The /etc/mdadm.conf file did not exist (by default is not created).
I try a more aggressive approach:
DRIVES=`cat /proc/partitions | grep 3907018584 | awk '{ print $4; }'`
for DRIVE in $DRIVES; do echo "Trying /dev/${DRIVE}1"; mdadm --examine /dev/${DRIVE}1; done
Ok. And destruction time:
for DRIVE in $DRIVES; do echo "Trying /dev/${DRIVE}"; wipefs -a -f /dev/${DRIVE}; done
for DRIVE in $DRIVES; do echo "Trying /dev/${DRIVE}1"; mdadm --zero-superblock /dev/${DRIVE}1; done
Apparently the system is clean, but still I cannot provision, and /dev/md127 respawns and reappears all the time.

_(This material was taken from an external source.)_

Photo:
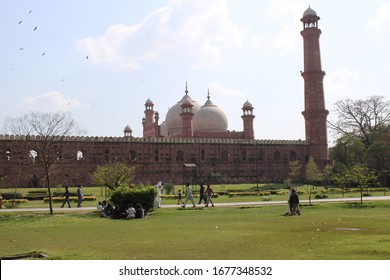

After googling and not finding anything about this problem, and my colleagues no having clue about what is causing this, I just proceed with a simple solution, as I need the Server for my company completing the tests in the next 24 hours.
So I create the file /etc/mdadm.conf with this content:
[root@draid-08 ~]# cat /etc/mdadm.conf
AUTO -all
After that I rebooted the Server and I saw the infamous /dev/md127 is not there and I’m able to provision.
I share the solution as it may help other people.
The most straightforward procedure would had been reinstalling clean the OS, but this operation is very slow when simulating a Virtual CD remotely, so it was worth fixing that as OS level, as I save one day delaying my work.